Lear. – En cela la nature est supérieure à l’art – Venez, voilà l’argent de votre engagement. Ce drôle tient son arc comme un épouvantail à corbeaux – Lancez-moi là une flèche d’une aune…. Regardez, regardez, une souris ! paix, paix ; ce morceau de fromage grillé fera l’affaire…. Voilà mon gantelet ; j’en veux faire l’essai sur un géant – Apportez les haches d’armes…. Il vole bien l’oiseau.

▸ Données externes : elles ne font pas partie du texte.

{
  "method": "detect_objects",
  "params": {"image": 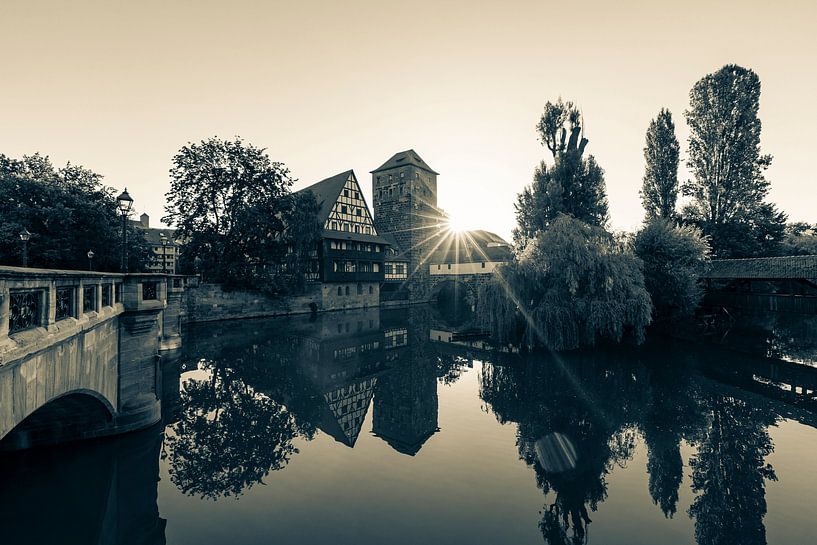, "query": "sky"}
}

Dans le but ! dans le but ! — Holà ! le mot d’ordre.

Edgar. – Marjolaine.

Lear. – Passe.

Glocester. – Je connais cette voix.

Lear. – Ah ! Gonerille ! — Avec une barbe blanche ! — Ils me flattaient comme un chien ; ils me disaient que j’avais des poils blancs dans ma barbe, avant seulement que les noirs eussent poussé…. Répondre ainsi oui et non à tout ce que je disais ! — Oui, et non aussi, cela n’était pas d’une bonne théologie…. Quand un jour la pluie est venue me tremper, et le vent faire claquer mes dents ; quand le tonnerre n’a pas voulu se taire à mon ordre, c’est alors que je les ai connus, que j’ai senti ce qu’ils étaient. Allez, allez, ce ne sont pas des hommes de parole. Ils me disaient que j’étais tout ce que je voulais être : c’est un mensonge…. je ne suis pas à l’épreuve de la fièvre.

Glocester. – L’accent de cette voix m’est bien connu. N’est-ce pas le roi ?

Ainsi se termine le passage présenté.